In den Jahren bis 1945 versuchten die jüdischen Repräsentanten, die Deportierten mit Päckchen und Geldanweisungen zu unterstützen bzw. durch die Sendungen wenigstens festzustellen, ob diese noch am Leben waren und wo sie sich befanden. Nachdem ein Großteil der Hamburger Juden bis Ende 1942 deportiert worden und Grundstücke und Gebäude der ehemaligen Gemeinde der Stadt Hamburg in einem Sammelkaufvertrag übereignet worden waren, musste die Bezirksstelle der Reichsvereinigung nun auch ihre Vermögenswerte liquidieren; dem Deutschen Reich kamen 58 Millionen Reichsmark zugute. Im Juni 1943 wurde die Reichsvereinigung formal aufgelöst.
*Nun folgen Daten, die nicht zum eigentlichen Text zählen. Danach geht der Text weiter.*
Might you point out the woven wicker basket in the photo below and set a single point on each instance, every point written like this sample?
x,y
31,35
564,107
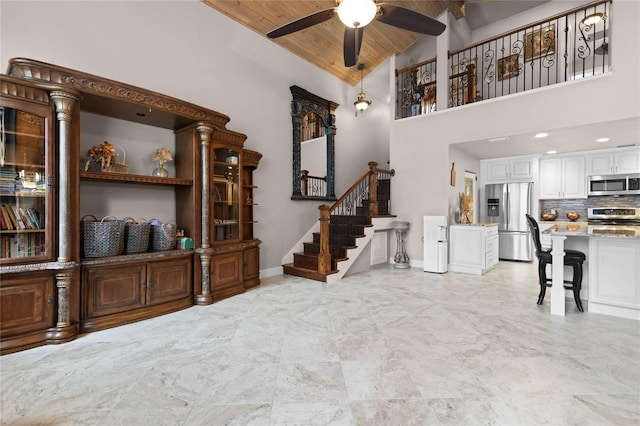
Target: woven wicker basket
x,y
163,237
136,235
101,238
Eine Rest-Organisation sollte die Angelegenheiten der in Mischehe Lebenden bearbeiten. Vertrauensmann Martin Heinrich Corten und sein Büroleiter Max Heinemann waren dafür verantwortlich, dass alle Mitglieder (vor allem nach den Luftangriffen im Sommer 1943) erfasst wurden, aufgelöste Mischehen zwecks Deportation des jüdischen Partners gemeldet und weiterer Wohnraum zugunsten nichtjüdischer Ausgebombter freigemacht wurde. Sie waren gezwungen, die Anweisungen der Gestapo weiterzugeben, und fungierten als eine Art Clearingstelle für alle Anliegen, die Juden an Behörden richten wollten, unabhängig davon, ob es um die Zuteilung neuer Strümpfe oder um die Rückstellung von der Deportation ging. Im April 1945 verzeichnete der Vertrauensmann 647 Hamburger Juden, fast alle in Mischehen verheiratet. Weitere 50 bis 80 Personen hatten Verfolgung und Krieg im Versteck oder unter falscher Identität überlebt.